Por Mónica Varea
Puedo ver Midnight in Paris, película dirigida por Woody Allen y actuada por Owen Wilson, innumerables veces, me identifico con esa sensación de que todo tiempo pasado fue mejor, con ese sueño imposible de volver atrás. He llegado a la conclusión de que ese sueño en cierta medida se cumple a través de los recuerdos que caen a borbotones.
Consciente o inconscientemente me niego a ver hacia adelante, me niego porque si lo hago ya no me topo con palabras halagadoras como ilusión, sonrisa, abrazo. No, las palabras que vienen son raras, no se deben pronunciar en voz alta porque suenan a mala palabra, como piorrea, divertículo, miedo. Palabras feas que sin excepción nos enfrentan a la realidad.
Todo tiempo pasado fue mejor, toda risa, todo abrazo, ahora las fuerzas flaquean, los temores llenan las noches y los días y las tardes. La cuenta del médico sube mientras los ingresos bajan. Las comidas y la vida son desabridas. Los dolores se agudizan igual que la soledad.
Perdemos dientes, perdemos pelo, perdemos sueños, pero seguimos viviendo. Yo intento engañar al mundo riéndome de las tristezas e ignorando los dolores, sin ver los dedos que se tuercen, los miedos que se quedan, las ausencias que oprimen.
Lo malo de la vejez es que llega despacio, llega a escondidas, agazapada; lo terrible es que nuestra cultura no la acepta, no la respeta, no la entiende. Es por ello que tratamos de ocultarla, mentimos nuestra edad, pintamos nuestras canas, estiramos nuestra piel, como si con eso oliera distinto, como si ocultándola desaparecieran los recuerdos que se agolpan, las despedidas que duelen, los adioses que enferman.

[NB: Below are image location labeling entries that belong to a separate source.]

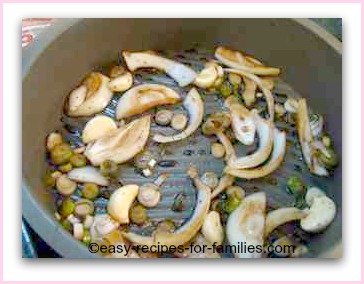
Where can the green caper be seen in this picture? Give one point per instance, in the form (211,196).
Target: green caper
(66,225)
(65,168)
(328,157)
(67,207)
(61,154)
(78,160)
(225,89)
(138,214)
(109,169)
(90,190)
(295,186)
(86,237)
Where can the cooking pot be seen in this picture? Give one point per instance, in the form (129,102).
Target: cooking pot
(310,58)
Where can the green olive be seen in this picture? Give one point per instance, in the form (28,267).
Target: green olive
(67,207)
(225,89)
(66,225)
(86,237)
(61,154)
(295,186)
(90,190)
(65,168)
(328,157)
(78,160)
(138,214)
(109,169)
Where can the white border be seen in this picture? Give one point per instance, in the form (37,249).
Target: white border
(17,269)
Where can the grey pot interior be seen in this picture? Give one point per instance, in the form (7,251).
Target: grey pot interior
(62,56)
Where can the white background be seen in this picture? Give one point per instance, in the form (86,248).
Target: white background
(16,268)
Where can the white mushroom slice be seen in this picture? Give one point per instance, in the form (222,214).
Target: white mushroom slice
(102,225)
(246,225)
(91,97)
(236,59)
(183,74)
(194,106)
(120,202)
(320,215)
(208,76)
(121,144)
(225,182)
(265,132)
(87,174)
(142,98)
(121,83)
(306,139)
(277,157)
(192,226)
(291,105)
(97,127)
(313,192)
(212,228)
(266,92)
(281,216)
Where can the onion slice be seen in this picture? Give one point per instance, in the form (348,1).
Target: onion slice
(277,156)
(144,97)
(195,108)
(281,216)
(236,59)
(181,73)
(267,93)
(245,225)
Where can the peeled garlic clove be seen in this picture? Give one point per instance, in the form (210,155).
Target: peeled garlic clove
(320,215)
(121,201)
(195,108)
(88,174)
(97,127)
(236,59)
(246,224)
(121,83)
(212,228)
(91,97)
(183,74)
(121,144)
(144,97)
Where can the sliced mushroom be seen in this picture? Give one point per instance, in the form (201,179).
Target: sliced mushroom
(190,228)
(236,59)
(194,106)
(144,97)
(281,216)
(121,201)
(266,92)
(320,215)
(306,139)
(121,144)
(91,97)
(183,74)
(97,127)
(102,225)
(209,75)
(277,157)
(225,182)
(212,228)
(88,174)
(246,225)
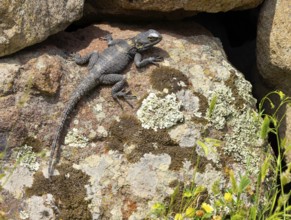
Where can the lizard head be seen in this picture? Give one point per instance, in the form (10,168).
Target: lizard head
(146,40)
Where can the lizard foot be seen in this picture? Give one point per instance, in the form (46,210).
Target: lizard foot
(155,60)
(125,96)
(107,37)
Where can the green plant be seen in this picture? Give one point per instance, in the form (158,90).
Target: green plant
(268,204)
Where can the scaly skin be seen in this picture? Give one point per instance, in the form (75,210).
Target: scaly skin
(105,68)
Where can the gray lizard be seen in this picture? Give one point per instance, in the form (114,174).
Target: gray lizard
(105,68)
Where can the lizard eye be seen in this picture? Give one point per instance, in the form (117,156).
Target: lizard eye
(139,45)
(151,38)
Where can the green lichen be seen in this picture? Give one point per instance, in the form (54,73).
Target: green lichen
(27,158)
(75,139)
(244,137)
(160,113)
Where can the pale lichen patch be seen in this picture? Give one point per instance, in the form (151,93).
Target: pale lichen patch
(158,113)
(75,139)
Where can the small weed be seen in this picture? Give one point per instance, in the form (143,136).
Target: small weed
(243,199)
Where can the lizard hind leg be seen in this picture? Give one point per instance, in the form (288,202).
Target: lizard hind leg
(118,90)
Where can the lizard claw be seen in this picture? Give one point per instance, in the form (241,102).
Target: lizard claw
(74,56)
(107,37)
(155,60)
(125,95)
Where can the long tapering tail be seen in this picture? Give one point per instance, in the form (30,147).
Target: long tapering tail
(85,86)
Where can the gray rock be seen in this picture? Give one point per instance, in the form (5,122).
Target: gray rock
(24,23)
(141,159)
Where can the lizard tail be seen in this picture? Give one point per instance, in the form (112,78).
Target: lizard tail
(85,86)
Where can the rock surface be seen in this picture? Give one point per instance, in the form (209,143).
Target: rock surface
(274,44)
(116,164)
(274,54)
(24,23)
(172,9)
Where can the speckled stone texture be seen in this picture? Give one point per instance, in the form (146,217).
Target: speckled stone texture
(115,164)
(170,9)
(273,44)
(274,55)
(24,23)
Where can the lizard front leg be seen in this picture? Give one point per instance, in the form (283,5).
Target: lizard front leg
(110,41)
(139,62)
(90,58)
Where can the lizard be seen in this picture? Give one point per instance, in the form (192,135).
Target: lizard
(106,69)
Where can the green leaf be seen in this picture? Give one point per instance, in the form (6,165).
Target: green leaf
(265,127)
(281,94)
(265,167)
(216,188)
(237,217)
(212,105)
(244,182)
(233,182)
(187,193)
(253,212)
(198,190)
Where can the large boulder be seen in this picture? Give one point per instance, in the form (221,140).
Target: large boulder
(274,56)
(273,44)
(171,9)
(116,164)
(24,23)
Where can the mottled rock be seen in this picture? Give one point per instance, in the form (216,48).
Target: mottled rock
(24,23)
(273,44)
(115,164)
(150,9)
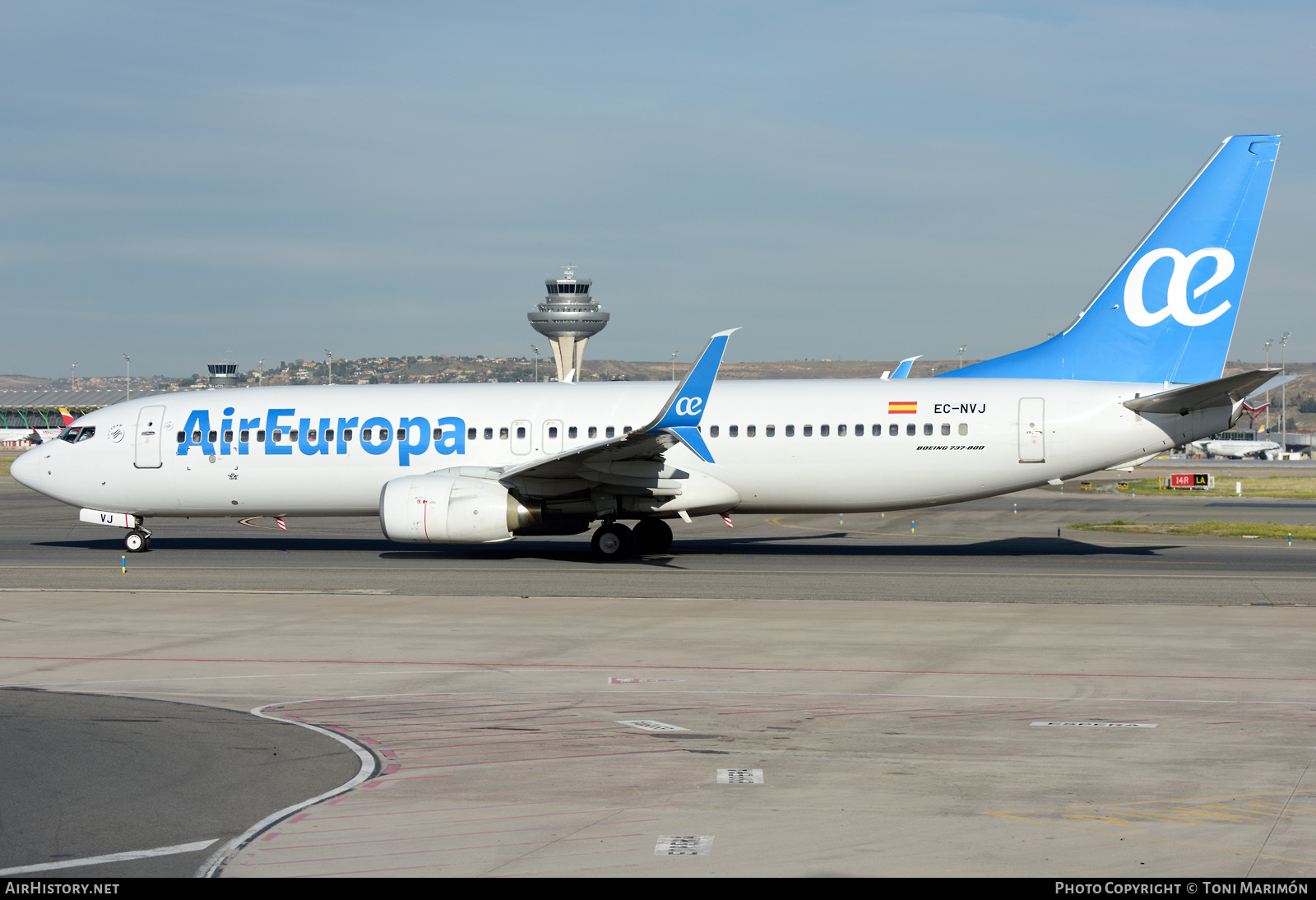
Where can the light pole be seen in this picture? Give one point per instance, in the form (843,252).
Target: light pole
(1283,399)
(1269,341)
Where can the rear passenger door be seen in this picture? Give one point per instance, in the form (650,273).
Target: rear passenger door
(1032,429)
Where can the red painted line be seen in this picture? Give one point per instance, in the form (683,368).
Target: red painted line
(458,821)
(520,740)
(757,712)
(410,853)
(875,712)
(451,834)
(665,669)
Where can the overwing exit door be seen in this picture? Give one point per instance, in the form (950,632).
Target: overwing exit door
(521,437)
(148,437)
(1032,429)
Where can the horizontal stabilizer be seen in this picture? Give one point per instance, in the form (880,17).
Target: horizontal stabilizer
(1221,392)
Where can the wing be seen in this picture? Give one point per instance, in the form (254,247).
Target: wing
(633,463)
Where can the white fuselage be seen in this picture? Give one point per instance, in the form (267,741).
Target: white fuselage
(816,447)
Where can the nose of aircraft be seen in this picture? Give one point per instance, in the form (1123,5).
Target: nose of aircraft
(24,469)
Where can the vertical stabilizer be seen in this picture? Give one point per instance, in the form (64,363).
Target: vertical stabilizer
(1168,315)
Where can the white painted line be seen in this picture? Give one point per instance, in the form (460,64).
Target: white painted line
(111,857)
(683,845)
(211,867)
(740,775)
(1096,724)
(649,726)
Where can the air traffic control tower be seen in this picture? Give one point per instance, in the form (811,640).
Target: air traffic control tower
(569,318)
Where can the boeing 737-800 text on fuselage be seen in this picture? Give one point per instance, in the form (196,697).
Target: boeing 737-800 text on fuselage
(1138,373)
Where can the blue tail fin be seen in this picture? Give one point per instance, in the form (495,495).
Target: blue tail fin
(1169,312)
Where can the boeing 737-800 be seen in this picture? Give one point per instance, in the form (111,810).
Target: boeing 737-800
(1138,373)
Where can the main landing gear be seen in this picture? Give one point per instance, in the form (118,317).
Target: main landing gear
(615,541)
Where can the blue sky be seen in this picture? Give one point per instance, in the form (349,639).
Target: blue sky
(191,180)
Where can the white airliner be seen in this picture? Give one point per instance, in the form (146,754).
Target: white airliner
(1136,374)
(1234,448)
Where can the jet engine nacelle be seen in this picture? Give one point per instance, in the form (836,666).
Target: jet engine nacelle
(449,508)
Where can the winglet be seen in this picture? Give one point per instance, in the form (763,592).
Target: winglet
(906,364)
(686,407)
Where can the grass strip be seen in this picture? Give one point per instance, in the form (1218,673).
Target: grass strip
(1300,487)
(1277,531)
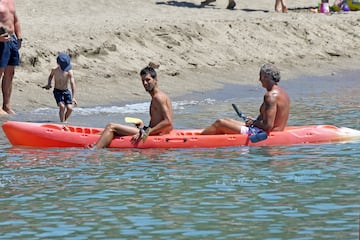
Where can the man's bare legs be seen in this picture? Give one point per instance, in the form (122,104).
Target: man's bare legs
(6,86)
(279,8)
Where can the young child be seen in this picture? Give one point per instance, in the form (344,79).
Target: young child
(62,75)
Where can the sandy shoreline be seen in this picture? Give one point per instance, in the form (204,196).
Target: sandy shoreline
(199,49)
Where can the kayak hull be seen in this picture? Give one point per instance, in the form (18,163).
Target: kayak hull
(49,135)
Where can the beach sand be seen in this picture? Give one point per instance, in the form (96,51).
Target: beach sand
(198,49)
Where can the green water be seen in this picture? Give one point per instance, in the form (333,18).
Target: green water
(288,192)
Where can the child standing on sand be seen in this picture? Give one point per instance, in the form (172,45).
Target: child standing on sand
(62,75)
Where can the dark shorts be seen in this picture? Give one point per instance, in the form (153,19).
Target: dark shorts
(9,53)
(63,96)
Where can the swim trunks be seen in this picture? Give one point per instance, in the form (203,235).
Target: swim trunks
(247,130)
(9,53)
(62,96)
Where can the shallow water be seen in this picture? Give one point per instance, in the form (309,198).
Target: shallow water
(288,192)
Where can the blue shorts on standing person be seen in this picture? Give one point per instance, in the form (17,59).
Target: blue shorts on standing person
(63,96)
(9,53)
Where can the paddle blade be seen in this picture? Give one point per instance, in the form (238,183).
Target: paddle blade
(133,120)
(239,113)
(260,136)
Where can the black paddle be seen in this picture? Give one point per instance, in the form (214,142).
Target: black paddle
(255,135)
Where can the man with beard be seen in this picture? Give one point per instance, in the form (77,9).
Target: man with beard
(161,114)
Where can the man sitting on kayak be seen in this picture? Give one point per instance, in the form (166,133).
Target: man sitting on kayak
(161,114)
(274,111)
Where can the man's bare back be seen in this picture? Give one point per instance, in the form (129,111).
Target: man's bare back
(61,78)
(7,15)
(160,109)
(275,109)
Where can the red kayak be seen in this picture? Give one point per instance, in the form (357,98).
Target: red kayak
(46,135)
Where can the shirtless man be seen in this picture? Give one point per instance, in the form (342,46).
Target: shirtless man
(274,111)
(161,114)
(63,75)
(10,43)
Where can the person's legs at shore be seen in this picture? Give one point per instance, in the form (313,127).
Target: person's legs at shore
(6,87)
(68,111)
(113,129)
(61,111)
(9,58)
(2,112)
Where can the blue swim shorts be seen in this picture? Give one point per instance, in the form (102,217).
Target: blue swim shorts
(9,53)
(62,96)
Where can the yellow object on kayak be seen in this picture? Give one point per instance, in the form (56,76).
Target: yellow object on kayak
(133,120)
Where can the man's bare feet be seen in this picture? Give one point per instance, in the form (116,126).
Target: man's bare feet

Los jóvenes creen que el viejo finge y a veces su amabilidad duele como golpe. Unas amigas y yo llegamos al teatro con demasiada anticipación, hacía un viento que calaba los huesos, la fila era larga y no había esperanza de que abrieran, de pronto un guardia salió y amablemente nos invitó a esperar adentro sentadas, ¡gracias, qué amable! le dijimos, sin pensar que el hijueputa contestara: “es que medio especialitas les veo”.
No, los jóvenes no se percatan que ya les llegará, es solo cuestión de tiempo. Fui al banco y una amable cajera me pidió que pusiera el dedo en un lector de huellas. ¿Cómo?, pregunté con cara de no oigo nada, pero a la tercera vez logré oír y obedecí, ella con cara de viejasordaemierda, pero sin perder la sonrisa, me dijo: pero ponga recto el dedo; está recto, respondí; ¡enderece el dedo!, gritó molesta; ¡está recto!, insistí, con cara de respeta mi artrosis o hablo con el Tuco Acosta; ahí nos entendimos.
Es terrible salir en día de pico y placa y a la vuelta de la esquina toparse con un policía, mientras el hombre se acerca una piensa 1 001 excusas creíbles para esquivar la multa, todo para que el desgraciado se acerque y diga con compasión: siga madrecita, ha sido tercera edad. No hay otra opción que poner cara de cojuda y tragarse las palabras: ¡me faltan siete años, maldito, siete años!
¿A qué hora pasé de “mamacita” a “madrecita”?